The problem Check Array Formation Through Concatenation Leetcode Solution asked us to check whether we can get the required sequence from the array of arrays. The problem seems to be a recursive one, where we need to check all the possibilities. In a recursive manner, we first try to pick an array and then check if the current array is suitable then perform the same operation until we exhaust the sequence. But the advantage that we have here is unique elements. So, we simply check only the first element with the first element of arrays. Even checking this will make sure that we can go ahead with the picked array.

After picking an array, we traverse all the elements in it checking if the array has all the elements of the sequence until we exhaust it.

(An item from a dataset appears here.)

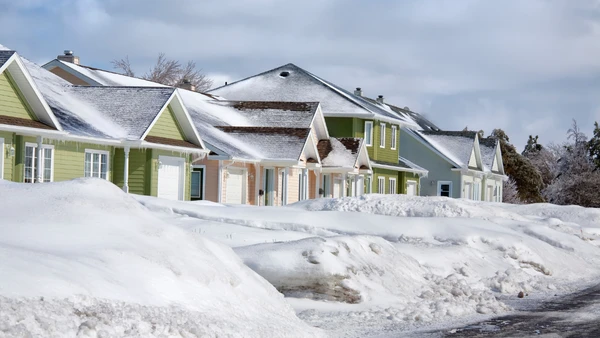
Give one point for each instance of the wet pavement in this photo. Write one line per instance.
(574, 315)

After the exhaustion, the same process is repeated. If there is some mismatch in the element of the array and the sequence, we return false. In the end, when we do not find any mismatch we return true.

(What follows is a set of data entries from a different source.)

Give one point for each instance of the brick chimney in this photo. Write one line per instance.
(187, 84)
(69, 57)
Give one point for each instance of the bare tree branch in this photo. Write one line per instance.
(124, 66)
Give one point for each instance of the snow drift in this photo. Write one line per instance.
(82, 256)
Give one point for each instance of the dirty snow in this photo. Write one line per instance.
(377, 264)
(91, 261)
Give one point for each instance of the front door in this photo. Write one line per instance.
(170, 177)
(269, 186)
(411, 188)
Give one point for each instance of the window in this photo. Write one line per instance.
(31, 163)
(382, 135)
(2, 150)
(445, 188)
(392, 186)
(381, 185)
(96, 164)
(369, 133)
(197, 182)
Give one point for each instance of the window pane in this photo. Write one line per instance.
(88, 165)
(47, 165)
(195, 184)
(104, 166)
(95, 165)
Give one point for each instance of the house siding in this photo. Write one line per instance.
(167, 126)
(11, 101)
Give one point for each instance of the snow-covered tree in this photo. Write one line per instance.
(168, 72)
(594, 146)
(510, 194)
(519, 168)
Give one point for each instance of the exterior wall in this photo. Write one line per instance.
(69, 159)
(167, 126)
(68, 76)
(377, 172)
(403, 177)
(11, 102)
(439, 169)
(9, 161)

Code for Check Array Formation Through Concatenation Leetcode Solution

C++ code

#include <bits/stdc++.h>
using namespace std;

bool canFormArray(vector<int>& arr, vector<vector<int>>& pieces) {
    unordered_map<int,int> entry;
    for(int i=0;i<pieces.size();i++)
        entry[pieces[i][0]] = i;
    int i =  0;
    while(i < arr.size()){
        if(entry.count(arr[i])){
            vector<int> &piece  = pieces[entry[arr[i]]];
            for(auto x: piece)
                if(x != arr[i++])
                    return false;
        } else {
            return false;
        }
    }
    return true;
}

int main(){
    vector<int> arr = {91, 4, 64, 78};
    vector<vector<int>> pieces = {{78},{4,64},{91}};
    cout<<(canFormArray(arr, pieces) ? "true" : "false");
}
true

Java code

import java.util.*;
import java.lang.*;
import java.io.*;

class Main
{
  public static boolean canFormArray(int[] arr, int[][] pieces) {
        HashMap<Integer, Integer> entry = new HashMap<Integer, Integer>();
        for(int i=0;i<pieces.length;i++)
            entry.put(pieces[i][0], i);
        int i =  0;
        while(i < arr.length){
            if(entry.containsKey(arr[i])){
                int n = pieces[entry.get(arr[i])].length;
                int k = entry.get(arr[i]);
                for(int j=0;j<n;j++)
                    if(pieces[k][j] != arr[i++])
                        return false;
            } else {
                return false;
            }
        }
        return true;
    }
    
  public static void main (String[] args) throws java.lang.Exception {
    int[] arr = {91, 4, 64, 78};
      int[][] pieces = {{78},{4,64},{91}};
      System.out.print(canFormArray(arr, pieces) ? "true" : "false");
  }
}
true

Complexity Analysis

Time Complexity

O(N), where N is the total number of elements in the given sequence. The time complexity has been reduced to linear because of the usage of HashMap.

Space complexity

O(M), where M is the number of the arrays in array of arrays.